Ericsson CEO Borje Ekholm (pictured) announced the successful completion of the vendor’s turnaround plan, as he raised 2022 targets for its networks division but severely cut expectations for its digital services business.

In the hours before the company’s capital markets day (10 November), the vendor said following the completion of its recovery, it was now in a strong position to accelerate growth and up investment in 5G enterprise applications.

Ericsson upgraded its 2022 financial targets for managed services and networks, though slashed its digital services goal. The numbers are expected to roughly offset each other leaving its group-wide profitability target unchanged.

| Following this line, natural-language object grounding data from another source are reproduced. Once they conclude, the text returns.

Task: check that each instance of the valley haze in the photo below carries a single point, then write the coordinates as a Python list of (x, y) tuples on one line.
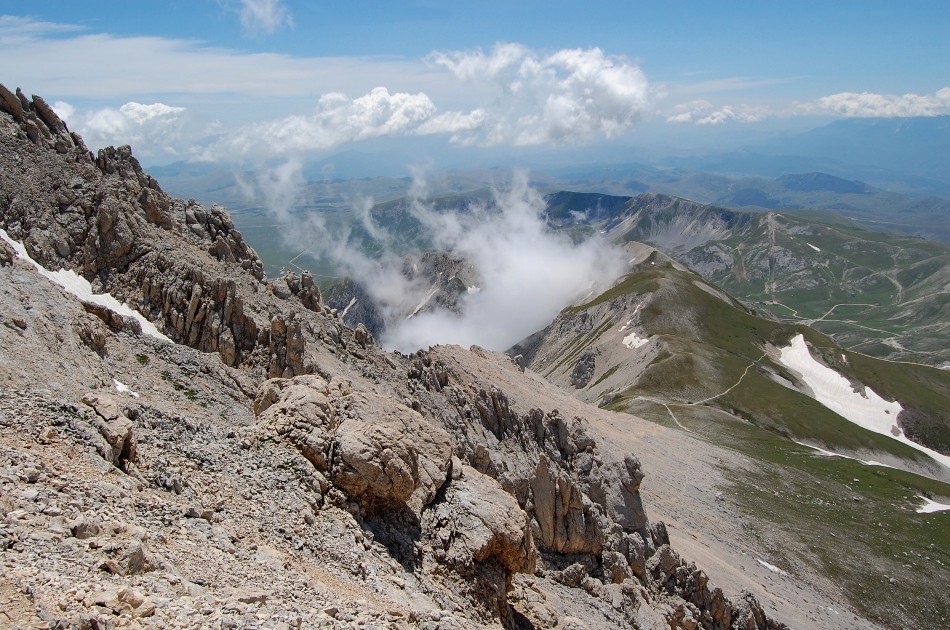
[(423, 314)]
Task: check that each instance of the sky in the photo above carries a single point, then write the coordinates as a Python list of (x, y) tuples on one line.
[(245, 80)]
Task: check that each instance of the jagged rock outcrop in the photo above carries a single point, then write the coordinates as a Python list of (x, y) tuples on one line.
[(108, 219), (272, 464)]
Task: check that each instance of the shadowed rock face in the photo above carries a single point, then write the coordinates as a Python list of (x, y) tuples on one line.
[(271, 449)]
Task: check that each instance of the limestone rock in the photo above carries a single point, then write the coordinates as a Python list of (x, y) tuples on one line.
[(114, 427), (478, 522)]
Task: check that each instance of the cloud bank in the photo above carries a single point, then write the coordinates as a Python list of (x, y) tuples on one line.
[(843, 104), (151, 129), (569, 96), (870, 105), (529, 272), (702, 112), (263, 16), (565, 96)]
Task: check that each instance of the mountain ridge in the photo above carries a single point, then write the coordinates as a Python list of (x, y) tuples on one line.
[(275, 463)]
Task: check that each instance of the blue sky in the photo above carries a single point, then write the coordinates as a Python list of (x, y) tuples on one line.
[(229, 79)]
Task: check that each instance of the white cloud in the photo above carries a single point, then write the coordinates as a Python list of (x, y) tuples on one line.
[(263, 16), (64, 110), (337, 120), (105, 67), (528, 272), (870, 105), (702, 112), (151, 129), (568, 96), (510, 95)]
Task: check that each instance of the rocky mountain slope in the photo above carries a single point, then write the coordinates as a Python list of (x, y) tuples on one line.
[(666, 345), (882, 294), (253, 462)]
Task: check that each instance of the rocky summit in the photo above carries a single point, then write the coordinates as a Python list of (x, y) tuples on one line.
[(222, 451)]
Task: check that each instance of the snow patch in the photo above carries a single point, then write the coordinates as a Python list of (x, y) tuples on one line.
[(929, 506), (869, 462), (633, 342), (122, 388), (867, 410), (771, 567), (79, 287), (425, 300)]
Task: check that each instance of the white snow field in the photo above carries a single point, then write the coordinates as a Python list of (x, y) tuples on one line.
[(633, 342), (929, 507), (80, 288), (867, 410)]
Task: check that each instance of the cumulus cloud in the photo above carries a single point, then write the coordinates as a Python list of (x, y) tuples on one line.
[(336, 120), (702, 112), (152, 129), (566, 96), (870, 105), (64, 110), (263, 16), (529, 273)]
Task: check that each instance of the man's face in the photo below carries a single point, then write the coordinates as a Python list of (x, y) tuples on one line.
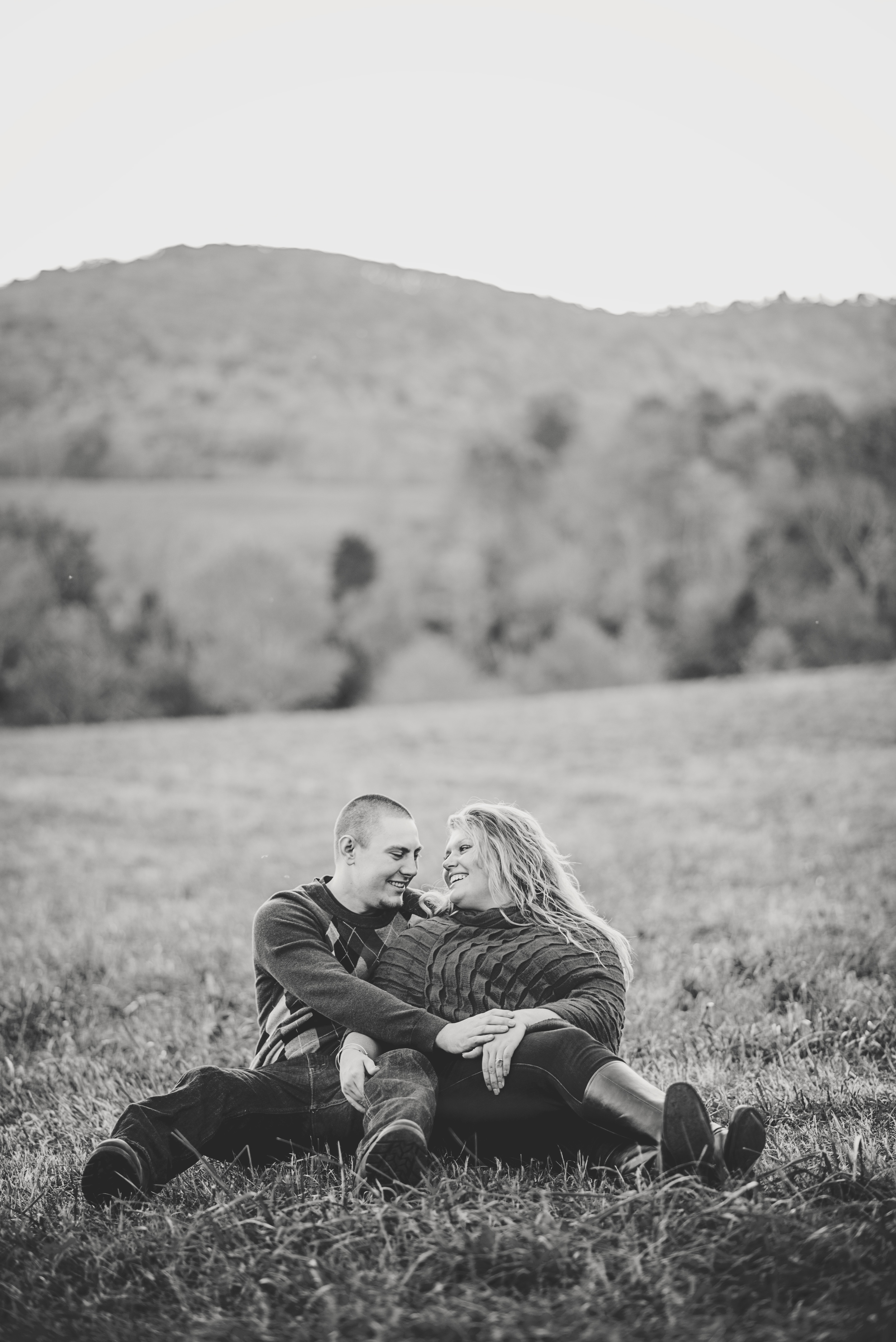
[(388, 865)]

The vendor attributed the rise in expected earnings from its networks division to gains in the global market, with improvements in managed services margin the result of R&D investments in AI and automation.

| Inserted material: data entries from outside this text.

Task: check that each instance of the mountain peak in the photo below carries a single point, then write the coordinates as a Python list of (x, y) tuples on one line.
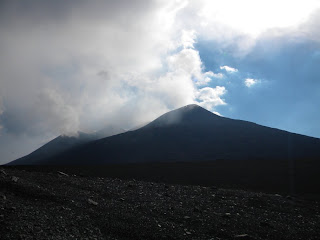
[(191, 114)]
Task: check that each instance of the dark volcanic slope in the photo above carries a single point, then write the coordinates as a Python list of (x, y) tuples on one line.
[(192, 133), (63, 143), (52, 205)]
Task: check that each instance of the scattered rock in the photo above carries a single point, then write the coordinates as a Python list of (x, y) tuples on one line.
[(63, 174), (14, 179), (243, 236), (226, 215), (265, 224), (92, 202)]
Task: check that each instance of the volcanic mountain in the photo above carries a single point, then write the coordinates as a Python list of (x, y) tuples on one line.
[(187, 134), (63, 143)]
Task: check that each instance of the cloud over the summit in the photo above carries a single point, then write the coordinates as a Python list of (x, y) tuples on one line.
[(69, 66)]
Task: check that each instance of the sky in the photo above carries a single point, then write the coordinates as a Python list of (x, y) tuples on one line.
[(68, 66)]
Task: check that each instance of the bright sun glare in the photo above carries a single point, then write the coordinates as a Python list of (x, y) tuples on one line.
[(254, 17)]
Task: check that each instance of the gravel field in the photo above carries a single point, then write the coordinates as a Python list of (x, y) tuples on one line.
[(57, 205)]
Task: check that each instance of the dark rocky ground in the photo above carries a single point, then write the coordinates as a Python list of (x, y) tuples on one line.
[(36, 204)]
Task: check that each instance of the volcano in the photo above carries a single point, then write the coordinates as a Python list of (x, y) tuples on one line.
[(187, 134)]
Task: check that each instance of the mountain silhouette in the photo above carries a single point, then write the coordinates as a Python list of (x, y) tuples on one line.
[(188, 134), (63, 143)]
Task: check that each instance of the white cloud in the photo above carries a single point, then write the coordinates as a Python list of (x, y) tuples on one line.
[(229, 69), (249, 82), (211, 97)]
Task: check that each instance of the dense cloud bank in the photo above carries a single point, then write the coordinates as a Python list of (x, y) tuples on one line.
[(77, 65)]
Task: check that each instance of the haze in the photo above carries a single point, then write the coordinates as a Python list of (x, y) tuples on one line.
[(76, 65)]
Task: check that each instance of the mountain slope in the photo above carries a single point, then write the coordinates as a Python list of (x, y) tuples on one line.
[(191, 133), (63, 143)]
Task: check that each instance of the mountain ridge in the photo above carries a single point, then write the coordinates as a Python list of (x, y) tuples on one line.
[(191, 133)]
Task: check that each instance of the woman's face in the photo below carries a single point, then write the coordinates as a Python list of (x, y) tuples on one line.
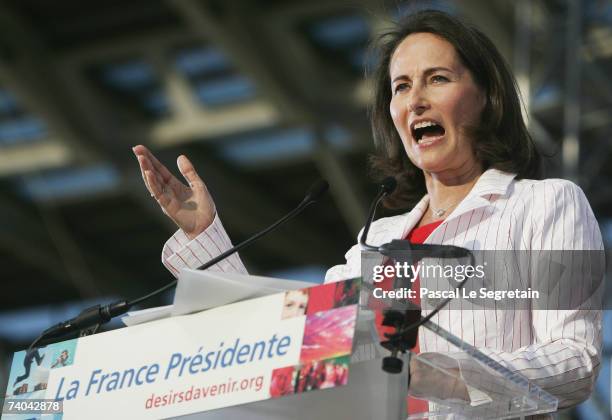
[(433, 99)]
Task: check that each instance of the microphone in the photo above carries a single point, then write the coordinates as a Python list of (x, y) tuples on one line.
[(101, 314), (387, 186)]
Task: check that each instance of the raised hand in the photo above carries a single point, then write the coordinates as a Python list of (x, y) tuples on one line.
[(190, 206)]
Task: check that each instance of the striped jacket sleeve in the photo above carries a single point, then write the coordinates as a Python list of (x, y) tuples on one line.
[(180, 252), (564, 357)]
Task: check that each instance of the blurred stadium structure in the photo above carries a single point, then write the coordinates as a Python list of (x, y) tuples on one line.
[(264, 96)]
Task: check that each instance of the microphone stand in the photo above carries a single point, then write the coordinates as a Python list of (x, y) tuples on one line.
[(407, 322)]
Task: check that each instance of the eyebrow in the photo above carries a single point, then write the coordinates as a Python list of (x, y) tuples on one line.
[(425, 73)]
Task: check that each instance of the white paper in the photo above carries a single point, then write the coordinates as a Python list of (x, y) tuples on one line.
[(147, 315), (198, 290)]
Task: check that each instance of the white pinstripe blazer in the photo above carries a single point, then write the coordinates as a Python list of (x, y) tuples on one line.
[(559, 350)]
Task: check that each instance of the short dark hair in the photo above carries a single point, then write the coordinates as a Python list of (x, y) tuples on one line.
[(501, 139)]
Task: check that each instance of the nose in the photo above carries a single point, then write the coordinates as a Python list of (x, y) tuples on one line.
[(417, 102)]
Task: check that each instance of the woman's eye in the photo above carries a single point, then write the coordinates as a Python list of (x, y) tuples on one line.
[(438, 79), (400, 87)]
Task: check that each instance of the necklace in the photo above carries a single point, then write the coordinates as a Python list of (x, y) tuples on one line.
[(440, 211)]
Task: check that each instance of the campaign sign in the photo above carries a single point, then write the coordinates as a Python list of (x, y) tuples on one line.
[(249, 351)]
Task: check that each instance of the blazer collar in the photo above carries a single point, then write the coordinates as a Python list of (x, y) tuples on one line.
[(491, 182)]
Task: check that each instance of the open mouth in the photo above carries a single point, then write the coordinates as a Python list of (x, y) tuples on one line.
[(427, 130)]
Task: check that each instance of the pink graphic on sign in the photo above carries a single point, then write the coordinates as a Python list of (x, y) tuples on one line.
[(328, 334)]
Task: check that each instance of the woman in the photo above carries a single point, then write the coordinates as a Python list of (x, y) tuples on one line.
[(447, 121)]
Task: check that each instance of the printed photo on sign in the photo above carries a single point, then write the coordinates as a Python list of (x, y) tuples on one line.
[(295, 303), (30, 368), (328, 334)]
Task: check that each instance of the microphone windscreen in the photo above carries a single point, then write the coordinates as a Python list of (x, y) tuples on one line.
[(316, 190), (388, 185)]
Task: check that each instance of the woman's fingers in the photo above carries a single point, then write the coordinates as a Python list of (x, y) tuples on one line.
[(156, 164)]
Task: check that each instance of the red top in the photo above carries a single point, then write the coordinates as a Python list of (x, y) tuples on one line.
[(418, 235)]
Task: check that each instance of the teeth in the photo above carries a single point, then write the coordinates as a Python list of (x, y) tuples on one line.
[(424, 124)]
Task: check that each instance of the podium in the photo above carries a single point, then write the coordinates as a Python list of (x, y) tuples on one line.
[(139, 372), (371, 393)]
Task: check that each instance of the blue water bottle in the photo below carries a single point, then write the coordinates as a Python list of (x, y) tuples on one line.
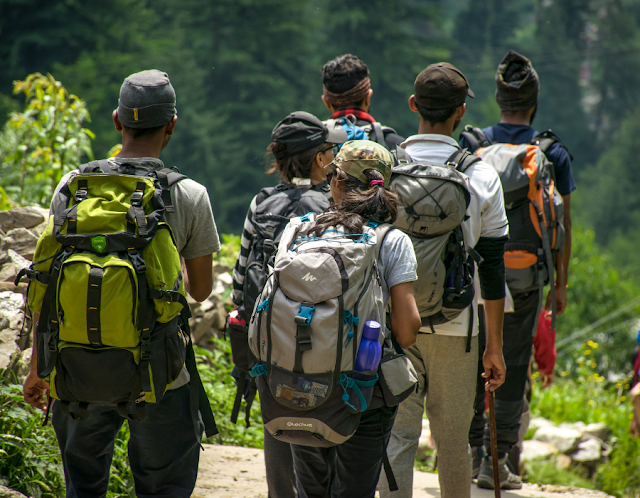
[(370, 351)]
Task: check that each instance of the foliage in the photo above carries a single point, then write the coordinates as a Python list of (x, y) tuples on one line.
[(589, 397), (215, 368), (229, 250), (596, 310), (29, 455), (44, 142)]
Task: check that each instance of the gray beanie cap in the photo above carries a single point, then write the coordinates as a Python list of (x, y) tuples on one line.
[(147, 100), (517, 83)]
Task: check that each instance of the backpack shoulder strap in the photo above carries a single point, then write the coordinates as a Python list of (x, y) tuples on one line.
[(461, 160), (382, 230), (476, 138), (269, 191), (400, 156), (166, 178), (546, 139), (379, 133)]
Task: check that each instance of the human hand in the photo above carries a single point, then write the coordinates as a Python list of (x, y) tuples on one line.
[(547, 379), (34, 390), (494, 369)]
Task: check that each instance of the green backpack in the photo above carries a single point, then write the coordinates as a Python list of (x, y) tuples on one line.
[(108, 284)]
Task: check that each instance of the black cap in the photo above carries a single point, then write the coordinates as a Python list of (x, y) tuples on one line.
[(301, 131), (147, 100), (517, 83), (441, 86)]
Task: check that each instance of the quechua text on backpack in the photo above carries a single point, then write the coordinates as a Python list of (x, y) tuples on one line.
[(433, 199), (306, 329), (108, 284), (535, 210), (275, 206)]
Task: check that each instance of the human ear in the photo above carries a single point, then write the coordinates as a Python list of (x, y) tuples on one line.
[(412, 103)]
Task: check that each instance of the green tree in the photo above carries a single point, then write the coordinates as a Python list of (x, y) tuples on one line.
[(601, 307), (44, 142), (395, 38)]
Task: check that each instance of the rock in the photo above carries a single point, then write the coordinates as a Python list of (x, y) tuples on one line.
[(598, 430), (7, 492), (21, 365), (8, 350), (536, 450), (8, 272), (8, 286), (566, 440), (589, 451), (25, 217), (22, 241)]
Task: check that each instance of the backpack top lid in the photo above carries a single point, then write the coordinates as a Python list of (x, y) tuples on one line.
[(433, 198), (335, 258)]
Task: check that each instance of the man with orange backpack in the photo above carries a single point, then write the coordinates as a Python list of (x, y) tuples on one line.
[(537, 199)]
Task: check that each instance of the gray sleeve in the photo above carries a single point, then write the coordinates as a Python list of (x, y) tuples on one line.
[(398, 259), (200, 234)]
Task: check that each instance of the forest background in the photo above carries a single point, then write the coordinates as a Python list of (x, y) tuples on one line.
[(240, 66)]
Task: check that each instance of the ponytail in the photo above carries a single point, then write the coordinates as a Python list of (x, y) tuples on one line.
[(360, 204)]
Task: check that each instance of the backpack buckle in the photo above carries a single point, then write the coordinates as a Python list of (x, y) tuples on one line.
[(81, 195), (136, 198), (305, 315)]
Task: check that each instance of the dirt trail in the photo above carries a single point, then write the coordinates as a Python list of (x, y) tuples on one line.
[(234, 472)]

Within digital services, the company had previously predicted an EBIT margin, excluding restructuring, of between 10 and 12 per cent. This has now been cut to 4 to 7 per cent. In the segment, Ericsson noted the priority was “restoring profitability” adding it was being hit with a combination of increased R&D spend and a decline in legacy sales.

Although declaring its turnaround complete, the company is still providing financial targets which exclude restructuring charges.

Looking long-term
In addition to revising its expected performance for 2022, it provided outlines of long-term aims.

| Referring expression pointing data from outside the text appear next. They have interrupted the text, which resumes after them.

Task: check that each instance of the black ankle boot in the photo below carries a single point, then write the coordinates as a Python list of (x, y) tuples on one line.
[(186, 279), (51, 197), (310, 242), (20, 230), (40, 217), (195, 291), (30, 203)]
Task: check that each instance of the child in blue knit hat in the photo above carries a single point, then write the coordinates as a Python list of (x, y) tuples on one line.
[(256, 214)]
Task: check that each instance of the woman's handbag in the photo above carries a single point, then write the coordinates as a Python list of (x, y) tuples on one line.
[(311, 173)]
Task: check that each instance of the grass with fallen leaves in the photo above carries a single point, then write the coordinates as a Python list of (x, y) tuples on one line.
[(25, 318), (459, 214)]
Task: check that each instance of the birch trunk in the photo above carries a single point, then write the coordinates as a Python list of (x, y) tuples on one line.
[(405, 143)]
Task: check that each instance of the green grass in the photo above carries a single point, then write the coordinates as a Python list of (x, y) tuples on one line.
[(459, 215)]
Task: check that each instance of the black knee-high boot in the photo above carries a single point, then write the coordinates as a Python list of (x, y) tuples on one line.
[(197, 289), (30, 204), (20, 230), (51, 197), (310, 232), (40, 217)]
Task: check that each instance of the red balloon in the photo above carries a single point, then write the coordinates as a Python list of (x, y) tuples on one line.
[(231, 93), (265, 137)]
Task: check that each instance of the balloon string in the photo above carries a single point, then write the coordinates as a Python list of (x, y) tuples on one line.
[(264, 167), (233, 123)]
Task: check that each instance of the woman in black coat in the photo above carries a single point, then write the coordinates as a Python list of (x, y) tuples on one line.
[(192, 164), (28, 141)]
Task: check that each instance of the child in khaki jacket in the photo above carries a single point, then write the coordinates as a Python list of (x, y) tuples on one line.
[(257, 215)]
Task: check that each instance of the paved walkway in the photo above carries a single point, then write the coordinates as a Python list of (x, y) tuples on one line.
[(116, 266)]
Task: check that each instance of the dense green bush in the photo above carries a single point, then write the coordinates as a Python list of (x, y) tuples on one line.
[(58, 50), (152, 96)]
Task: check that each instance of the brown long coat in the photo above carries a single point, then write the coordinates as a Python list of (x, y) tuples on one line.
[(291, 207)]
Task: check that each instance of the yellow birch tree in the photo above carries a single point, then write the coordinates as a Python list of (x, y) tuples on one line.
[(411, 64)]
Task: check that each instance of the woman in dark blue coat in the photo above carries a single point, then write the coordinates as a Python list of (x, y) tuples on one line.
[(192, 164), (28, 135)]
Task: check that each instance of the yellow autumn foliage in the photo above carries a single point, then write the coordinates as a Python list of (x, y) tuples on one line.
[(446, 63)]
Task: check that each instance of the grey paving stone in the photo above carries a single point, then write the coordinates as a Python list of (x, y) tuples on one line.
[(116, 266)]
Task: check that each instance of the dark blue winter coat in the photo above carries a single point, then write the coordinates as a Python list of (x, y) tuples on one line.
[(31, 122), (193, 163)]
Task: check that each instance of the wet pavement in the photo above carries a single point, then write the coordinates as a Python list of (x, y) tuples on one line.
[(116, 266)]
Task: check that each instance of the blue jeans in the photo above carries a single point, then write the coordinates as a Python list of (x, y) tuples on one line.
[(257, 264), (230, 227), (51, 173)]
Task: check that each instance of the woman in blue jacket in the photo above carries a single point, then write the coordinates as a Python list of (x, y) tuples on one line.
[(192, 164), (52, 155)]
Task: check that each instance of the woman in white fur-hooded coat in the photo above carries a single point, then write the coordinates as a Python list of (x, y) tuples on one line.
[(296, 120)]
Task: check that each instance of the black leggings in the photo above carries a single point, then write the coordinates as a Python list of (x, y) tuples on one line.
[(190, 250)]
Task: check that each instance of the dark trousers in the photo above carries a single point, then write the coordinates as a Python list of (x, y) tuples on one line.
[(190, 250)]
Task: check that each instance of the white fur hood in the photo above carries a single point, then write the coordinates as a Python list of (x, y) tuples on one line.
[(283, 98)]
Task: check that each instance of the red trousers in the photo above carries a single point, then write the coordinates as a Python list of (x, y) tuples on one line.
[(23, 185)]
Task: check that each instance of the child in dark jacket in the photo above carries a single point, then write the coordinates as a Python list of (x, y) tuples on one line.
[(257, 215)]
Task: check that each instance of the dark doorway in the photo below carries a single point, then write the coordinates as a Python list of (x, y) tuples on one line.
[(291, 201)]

Ericsson expects to achieve a 15 to 18 per cent EBITDA margin in the years beyond 2022 through various “improvement activities” including upped software sales. Its 2022 group target is 12 to 14 per cent.

“The execution on our focused strategy has delivered a turnaround which creates a robust base for the future and delivered global leadership in 5G today,” Ekholm said. “Our future value is inextricably linked to wider economic growth and we are well-positioned to play a lead role in the ecosystem of operators, businesses, and decision-makers on whose combined shoulders 5G’s full success rests.”

The executive took the helm at Ericsson in 2017, with the company already in the process of a massive cost-cutting and restructuring programme after a string of huge losses.

Following continued costs cuts under Ekholm and refocusing the business, together with a boost brought by the advent of 5G, the company began to book regular quarterly profits and hail a series of 5G contract wins.